Native Instruments、inMusic傘下に

あちこちで報道されているように、Native InstrumentsがAkai Professional、Moog Music、Denon DJ、Numark、Rane、M-Audio、Alesisを傘下に持つ米国企業inMusic Brandsの傘下に入ったとのこと。
inMusic will acquire Native Instruments, as NI joins brands from Akai to Moog
inMusic Acquires Native Instruments: The End of the Insolvency Story?


2025年の時点でinMusicとNIとは提携しており、MPKやOxygenはNKSに対応、またMPCスタンドアロンプラットフォームにNIのコンテンツが使用されるなどしていました。結果的に伏線になってたと言えます。
個人的には、買収される先として悪くないんじゃないかなと思いますね。サービス全体が継続的に利用可能なわけですし。
MPCとの兼ね合い(または棲み分け)、ReaktorやiZotope製品の位置づけなど結構絶妙な感じがしています。あと、製品開発のペースは速くないものの、(投資主導でなく)業界やユーザー、あと知的財産のことを考えて動くブランドですんで。逆に言えばユーザーが積極的に支援し続ける必要がより高まったとも言えますが。
てことで、日本国内で扱いが何か大きく変わるってことはないと思います。
ただまあどうしてもコンテンツが膨大に過ぎるとこがあるので、取り扱い自体は継続しても、OSやDAWへのキャッチアップは開発リソース面でそれなりに制限されるんじゃないかと思います。
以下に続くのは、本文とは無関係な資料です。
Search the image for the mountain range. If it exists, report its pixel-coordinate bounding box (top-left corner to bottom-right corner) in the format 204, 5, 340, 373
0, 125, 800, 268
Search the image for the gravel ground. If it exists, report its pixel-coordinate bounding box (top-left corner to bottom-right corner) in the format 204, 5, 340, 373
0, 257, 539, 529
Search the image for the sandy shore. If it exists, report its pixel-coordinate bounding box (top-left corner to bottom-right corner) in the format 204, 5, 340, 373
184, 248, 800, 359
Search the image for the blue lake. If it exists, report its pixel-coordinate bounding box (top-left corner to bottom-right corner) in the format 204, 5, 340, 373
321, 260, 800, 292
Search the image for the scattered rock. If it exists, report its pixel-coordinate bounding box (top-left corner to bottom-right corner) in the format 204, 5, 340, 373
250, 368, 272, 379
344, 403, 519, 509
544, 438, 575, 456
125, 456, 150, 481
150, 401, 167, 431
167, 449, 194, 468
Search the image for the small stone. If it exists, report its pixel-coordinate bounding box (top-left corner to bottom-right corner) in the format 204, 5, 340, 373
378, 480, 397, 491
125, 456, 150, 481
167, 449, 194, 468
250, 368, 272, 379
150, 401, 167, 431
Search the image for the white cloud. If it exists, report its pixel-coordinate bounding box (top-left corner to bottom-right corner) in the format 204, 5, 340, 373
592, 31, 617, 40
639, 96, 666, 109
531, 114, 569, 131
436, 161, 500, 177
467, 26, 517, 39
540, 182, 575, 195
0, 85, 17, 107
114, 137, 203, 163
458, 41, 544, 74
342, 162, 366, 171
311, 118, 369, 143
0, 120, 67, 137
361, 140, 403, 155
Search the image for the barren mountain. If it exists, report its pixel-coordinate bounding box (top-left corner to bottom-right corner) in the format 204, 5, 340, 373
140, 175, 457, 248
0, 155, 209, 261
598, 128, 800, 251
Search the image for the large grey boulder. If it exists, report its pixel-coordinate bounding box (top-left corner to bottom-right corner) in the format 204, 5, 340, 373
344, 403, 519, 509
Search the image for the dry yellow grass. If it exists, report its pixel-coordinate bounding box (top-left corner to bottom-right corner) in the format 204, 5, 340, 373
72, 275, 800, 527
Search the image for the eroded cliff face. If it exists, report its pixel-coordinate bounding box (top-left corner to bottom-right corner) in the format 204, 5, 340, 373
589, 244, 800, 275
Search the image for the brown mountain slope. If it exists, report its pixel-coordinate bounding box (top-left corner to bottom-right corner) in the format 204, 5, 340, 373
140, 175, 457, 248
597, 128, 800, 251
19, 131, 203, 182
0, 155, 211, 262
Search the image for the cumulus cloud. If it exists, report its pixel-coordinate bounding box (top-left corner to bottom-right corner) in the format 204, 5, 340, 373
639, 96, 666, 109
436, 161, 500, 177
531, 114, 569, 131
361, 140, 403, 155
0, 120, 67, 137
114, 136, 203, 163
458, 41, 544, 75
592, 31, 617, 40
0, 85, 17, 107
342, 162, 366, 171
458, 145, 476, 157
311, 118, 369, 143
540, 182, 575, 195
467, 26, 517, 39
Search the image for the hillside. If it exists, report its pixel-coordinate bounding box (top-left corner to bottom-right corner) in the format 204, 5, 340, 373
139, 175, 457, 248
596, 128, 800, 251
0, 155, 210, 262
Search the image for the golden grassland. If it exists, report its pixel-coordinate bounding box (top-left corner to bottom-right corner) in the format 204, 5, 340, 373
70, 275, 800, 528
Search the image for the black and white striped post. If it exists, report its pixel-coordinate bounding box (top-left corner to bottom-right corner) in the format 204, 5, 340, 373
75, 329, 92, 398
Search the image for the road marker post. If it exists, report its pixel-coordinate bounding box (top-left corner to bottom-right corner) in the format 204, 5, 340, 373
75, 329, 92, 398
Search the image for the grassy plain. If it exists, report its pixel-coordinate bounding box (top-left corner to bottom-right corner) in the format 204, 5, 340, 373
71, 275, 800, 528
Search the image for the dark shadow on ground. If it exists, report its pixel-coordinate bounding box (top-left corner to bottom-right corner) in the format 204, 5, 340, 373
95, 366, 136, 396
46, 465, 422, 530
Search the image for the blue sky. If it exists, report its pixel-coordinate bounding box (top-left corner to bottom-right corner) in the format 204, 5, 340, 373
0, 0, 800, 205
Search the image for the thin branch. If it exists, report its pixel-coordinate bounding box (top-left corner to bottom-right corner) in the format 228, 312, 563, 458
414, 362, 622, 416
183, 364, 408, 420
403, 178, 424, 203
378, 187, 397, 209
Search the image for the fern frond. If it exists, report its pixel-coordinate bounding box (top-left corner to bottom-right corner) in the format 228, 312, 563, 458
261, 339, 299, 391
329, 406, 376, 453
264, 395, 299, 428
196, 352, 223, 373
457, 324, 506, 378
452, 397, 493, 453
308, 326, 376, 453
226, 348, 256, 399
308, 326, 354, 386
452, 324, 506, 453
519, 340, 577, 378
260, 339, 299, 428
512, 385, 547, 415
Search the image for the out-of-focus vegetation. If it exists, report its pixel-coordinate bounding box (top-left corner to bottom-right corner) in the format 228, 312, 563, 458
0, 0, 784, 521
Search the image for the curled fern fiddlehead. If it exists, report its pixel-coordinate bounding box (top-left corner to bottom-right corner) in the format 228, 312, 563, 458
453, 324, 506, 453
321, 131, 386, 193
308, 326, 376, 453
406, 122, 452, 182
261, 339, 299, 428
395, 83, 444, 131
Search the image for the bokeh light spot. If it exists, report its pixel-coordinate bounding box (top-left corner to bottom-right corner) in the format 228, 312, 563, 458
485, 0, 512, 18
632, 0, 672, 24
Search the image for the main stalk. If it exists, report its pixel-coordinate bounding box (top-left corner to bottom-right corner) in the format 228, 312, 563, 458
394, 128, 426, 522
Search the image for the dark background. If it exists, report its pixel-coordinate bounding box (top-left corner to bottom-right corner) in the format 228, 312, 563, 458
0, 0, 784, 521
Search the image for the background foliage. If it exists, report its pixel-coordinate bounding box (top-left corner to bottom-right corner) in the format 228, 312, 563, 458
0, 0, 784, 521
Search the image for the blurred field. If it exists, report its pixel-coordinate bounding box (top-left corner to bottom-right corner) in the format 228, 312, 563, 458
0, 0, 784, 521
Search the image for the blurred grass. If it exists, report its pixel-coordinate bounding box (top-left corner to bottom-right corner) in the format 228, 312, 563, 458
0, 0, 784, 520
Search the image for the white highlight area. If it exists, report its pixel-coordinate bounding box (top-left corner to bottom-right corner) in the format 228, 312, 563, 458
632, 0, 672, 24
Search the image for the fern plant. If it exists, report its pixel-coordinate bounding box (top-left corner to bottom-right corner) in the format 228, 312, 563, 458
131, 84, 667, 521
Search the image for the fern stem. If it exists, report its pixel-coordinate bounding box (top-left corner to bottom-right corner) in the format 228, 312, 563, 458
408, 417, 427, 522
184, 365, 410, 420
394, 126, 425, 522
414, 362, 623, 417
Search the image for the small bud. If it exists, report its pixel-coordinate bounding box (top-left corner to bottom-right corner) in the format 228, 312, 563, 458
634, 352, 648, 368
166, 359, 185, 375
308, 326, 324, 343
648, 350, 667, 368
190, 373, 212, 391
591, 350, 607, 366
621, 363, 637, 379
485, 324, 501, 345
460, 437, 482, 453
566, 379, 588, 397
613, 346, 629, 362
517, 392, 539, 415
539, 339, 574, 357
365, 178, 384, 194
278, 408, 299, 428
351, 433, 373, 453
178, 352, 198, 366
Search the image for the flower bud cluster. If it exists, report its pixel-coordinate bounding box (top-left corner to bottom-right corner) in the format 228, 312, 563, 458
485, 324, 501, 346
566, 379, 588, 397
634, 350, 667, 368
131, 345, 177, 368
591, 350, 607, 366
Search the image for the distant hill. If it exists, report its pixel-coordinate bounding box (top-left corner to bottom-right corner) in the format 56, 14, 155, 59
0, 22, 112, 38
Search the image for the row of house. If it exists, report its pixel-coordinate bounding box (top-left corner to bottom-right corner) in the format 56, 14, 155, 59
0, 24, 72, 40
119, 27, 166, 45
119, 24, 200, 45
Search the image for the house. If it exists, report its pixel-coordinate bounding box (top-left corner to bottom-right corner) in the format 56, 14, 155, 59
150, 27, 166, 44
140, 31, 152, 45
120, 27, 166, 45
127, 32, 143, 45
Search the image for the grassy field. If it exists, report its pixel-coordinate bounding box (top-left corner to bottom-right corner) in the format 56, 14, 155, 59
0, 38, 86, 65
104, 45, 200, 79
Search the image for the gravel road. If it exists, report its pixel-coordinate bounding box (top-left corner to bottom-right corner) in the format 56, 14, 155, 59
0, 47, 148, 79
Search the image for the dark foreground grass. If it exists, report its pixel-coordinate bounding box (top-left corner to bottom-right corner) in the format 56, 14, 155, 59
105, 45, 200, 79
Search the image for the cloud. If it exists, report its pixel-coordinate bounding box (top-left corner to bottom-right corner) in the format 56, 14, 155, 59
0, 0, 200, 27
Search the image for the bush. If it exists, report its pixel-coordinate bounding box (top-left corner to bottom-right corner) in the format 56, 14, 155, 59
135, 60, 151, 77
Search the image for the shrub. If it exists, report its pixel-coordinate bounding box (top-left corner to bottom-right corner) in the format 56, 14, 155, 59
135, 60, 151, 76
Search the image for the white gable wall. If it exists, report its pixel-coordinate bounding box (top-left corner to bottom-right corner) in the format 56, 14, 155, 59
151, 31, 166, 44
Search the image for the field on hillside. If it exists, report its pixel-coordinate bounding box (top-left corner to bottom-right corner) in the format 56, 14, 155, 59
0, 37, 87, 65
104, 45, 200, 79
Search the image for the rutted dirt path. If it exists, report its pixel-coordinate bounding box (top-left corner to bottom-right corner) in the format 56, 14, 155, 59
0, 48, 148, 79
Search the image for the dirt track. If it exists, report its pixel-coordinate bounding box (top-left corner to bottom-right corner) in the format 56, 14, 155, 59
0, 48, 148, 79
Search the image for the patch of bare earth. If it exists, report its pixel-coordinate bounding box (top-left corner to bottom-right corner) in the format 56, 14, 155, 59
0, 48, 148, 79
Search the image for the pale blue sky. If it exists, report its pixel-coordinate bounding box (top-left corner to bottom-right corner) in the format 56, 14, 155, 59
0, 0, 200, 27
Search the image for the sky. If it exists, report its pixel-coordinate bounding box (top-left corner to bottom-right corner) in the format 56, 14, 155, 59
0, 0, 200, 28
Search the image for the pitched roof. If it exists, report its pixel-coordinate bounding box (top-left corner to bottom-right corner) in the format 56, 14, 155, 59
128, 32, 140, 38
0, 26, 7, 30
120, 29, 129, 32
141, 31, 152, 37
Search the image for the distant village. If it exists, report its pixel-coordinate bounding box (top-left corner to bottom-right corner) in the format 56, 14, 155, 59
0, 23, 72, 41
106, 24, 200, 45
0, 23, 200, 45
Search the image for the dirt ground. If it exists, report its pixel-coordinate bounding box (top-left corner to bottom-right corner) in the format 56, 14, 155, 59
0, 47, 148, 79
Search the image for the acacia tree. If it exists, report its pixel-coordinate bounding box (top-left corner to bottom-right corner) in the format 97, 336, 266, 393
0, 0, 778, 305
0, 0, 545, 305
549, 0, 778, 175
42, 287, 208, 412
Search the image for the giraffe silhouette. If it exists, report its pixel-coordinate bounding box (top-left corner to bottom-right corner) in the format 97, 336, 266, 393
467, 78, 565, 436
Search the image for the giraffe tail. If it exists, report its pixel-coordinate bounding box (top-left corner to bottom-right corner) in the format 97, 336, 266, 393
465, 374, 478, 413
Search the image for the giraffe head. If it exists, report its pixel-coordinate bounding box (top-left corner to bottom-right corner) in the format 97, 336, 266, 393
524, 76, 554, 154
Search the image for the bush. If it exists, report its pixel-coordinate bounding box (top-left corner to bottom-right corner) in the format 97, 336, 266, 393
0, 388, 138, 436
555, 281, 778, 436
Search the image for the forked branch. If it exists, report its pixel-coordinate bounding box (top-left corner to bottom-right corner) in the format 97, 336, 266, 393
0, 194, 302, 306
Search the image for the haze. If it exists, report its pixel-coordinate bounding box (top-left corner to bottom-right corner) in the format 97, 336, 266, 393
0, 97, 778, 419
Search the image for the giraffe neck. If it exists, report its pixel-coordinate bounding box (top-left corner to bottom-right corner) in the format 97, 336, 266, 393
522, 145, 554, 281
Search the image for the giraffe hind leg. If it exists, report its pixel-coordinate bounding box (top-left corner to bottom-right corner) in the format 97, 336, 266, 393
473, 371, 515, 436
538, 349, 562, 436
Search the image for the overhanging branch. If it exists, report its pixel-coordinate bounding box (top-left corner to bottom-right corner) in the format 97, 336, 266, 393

また、いかに投資とリターンの優先度が下がって純粋なテクノロジー志向に戻りうるとは言え、冒険的な製品にホイホイと挑める状態ではなくなるはずですんで、野心的なスタッフは別の動きを見せるかもしれません。そうなればそうなったで、業界全体的にもいいことだとは思いますが。
一方、Gorilla Engineがこの隙に動いてみたものの、思ったほど波紋が広がってないように見受けられます。
それ絡みでいうと、Kontaktライブラリーを齷齪と開発構築していたデベロッパーたちがどうするのかですが、よほど水面下で不利益な取引でも起きていない限り、基本、今まで通りでいくでしょうね。彼らとて、ひょいひょいとエンジンの乗り換えに挑めるほど体力があるわけじゃないでしょうし。
場末の人間の所感としてはそんなとこです。